The next step is to submit this Certificate Request to your bottom level CA, in our case INTER-CA-2. Navigate to the following URL on your CA you will submit the request to:
http://localhost/certsrv/

From there select Request a certificate:

Then select advanced certificate request:

Then select Submit a certificate request by using base-64….

Paste in your Certificate Request generated by ACI, select Web Server as the Certificate Template, and click Submit.

When prompted, select Base 64 encoded and Download certificate:

After saving the certificate you can double click it to verify the entire Certification Path:

You can also see the Alternate Subject Names we configured from ACI:

The next step is to open the final certificate we just generated in a text editor and copy the entire contents to the ACI Key Ring configuration. Navigate to the following APIC web GUI path to insert the final generated certificate:
Admin -> AAA -> Public Key Management -> Key Rings -> YOUR_KEY_RING_HERE

After pasting and submitting the certificate, the Admin State should go from Started to Completed. The final step in the process is to apply the newly created certificate so that it can be used.

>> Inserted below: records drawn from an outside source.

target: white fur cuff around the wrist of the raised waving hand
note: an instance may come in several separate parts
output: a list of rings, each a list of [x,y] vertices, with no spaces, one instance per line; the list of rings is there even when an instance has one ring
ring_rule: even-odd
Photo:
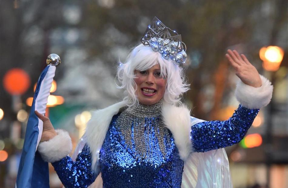
[[[249,86],[244,84],[241,80],[237,83],[235,91],[236,99],[244,107],[259,109],[266,106],[271,101],[273,86],[264,76],[260,75],[260,78],[262,81],[261,87]]]

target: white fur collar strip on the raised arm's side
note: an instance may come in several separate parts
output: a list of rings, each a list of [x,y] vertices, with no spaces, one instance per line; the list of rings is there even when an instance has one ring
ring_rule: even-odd
[[[186,106],[176,107],[163,103],[162,117],[165,126],[173,134],[180,159],[185,161],[192,152],[190,110]]]

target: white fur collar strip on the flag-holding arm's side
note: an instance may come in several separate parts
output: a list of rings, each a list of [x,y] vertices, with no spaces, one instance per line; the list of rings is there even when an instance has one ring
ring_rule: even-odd
[[[91,119],[87,123],[85,136],[87,137],[87,143],[92,154],[92,170],[94,170],[96,174],[99,170],[99,151],[104,142],[112,117],[118,114],[119,109],[125,107],[125,104],[124,101],[121,101],[102,110],[97,110],[93,112]]]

Applying the Certificate Across the Fabric:

To apply the certificate navigate to the following APIC web GUI path:
Fabric -> Fabric Policies -> Pod Policies -> Policies -> Management Access -> YOUR_MANAGEMENT_ACCESS_POLICY_HERE

Under the HTTPS section you will select your Key Ring created earlier:

Click Submit

This completes the necessary configuration for creating and installing a custom SSL certificate in ACI.